Sadly passed away in 2015
Nov 28, 2011
8,393
Joined
Nov 28, 2011
Messages
8,393
Hello and welcome to Electronics Point.

First, yes, the speaker will be very quiet. That's because the laptop's audio output is only designed to drive headphones. You DO need an amplifier if you want to get good volume from a speaker with a headphone-level signal.

Second, the jack plug has three wires because it's stereo, like the headphone output of the laptop. The wires are 1. left channel signal, 2. right channel signal, and 3. common. The left channel signal appears between 1 and 3, and the right channel signal appears between 2 and 3. You can figure out which wire is which if you have a multimeter. The three metal contact areas on the plug in your second picture, from left to right, are called the tip, the ring, and the sleeve, and they correspond to 1, 2 and 3 in the description above.

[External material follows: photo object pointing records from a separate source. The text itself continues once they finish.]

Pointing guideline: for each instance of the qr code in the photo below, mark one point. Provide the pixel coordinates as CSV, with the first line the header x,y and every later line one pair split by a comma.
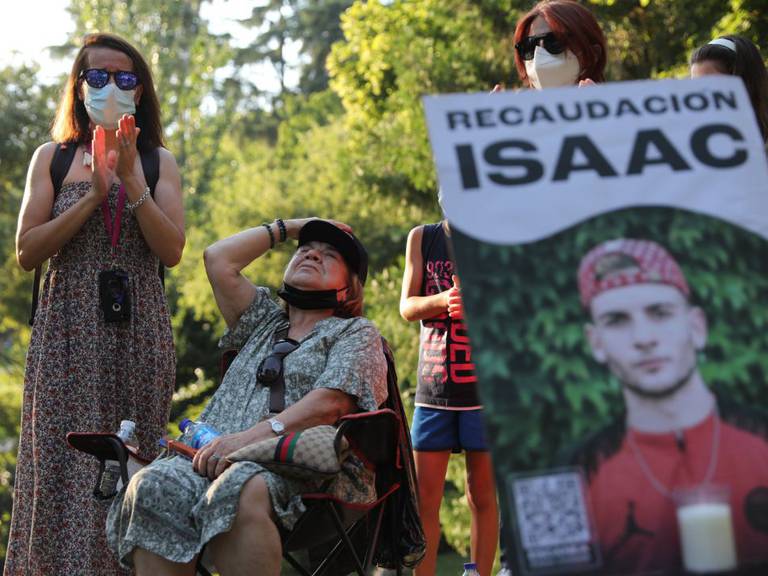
x,y
550,510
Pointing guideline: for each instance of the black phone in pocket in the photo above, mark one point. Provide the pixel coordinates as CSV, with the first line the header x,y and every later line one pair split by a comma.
x,y
115,295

What you hear in the speaker depends on which points you connect it to. If you connect it to 1 and 3, you'll hear the left channel audio. If you connect it to 2 and 3, you'll hear the right channel audio. If you connect it to 1 and 2, you'll hear only the DIFFERENCE between the left and right channels. With most audio sources, this gives a weak, hollow sound, with very little bass and vocals. So don't do that!

But no matter how you connect it, you won't get much sound out of it without an amplifier.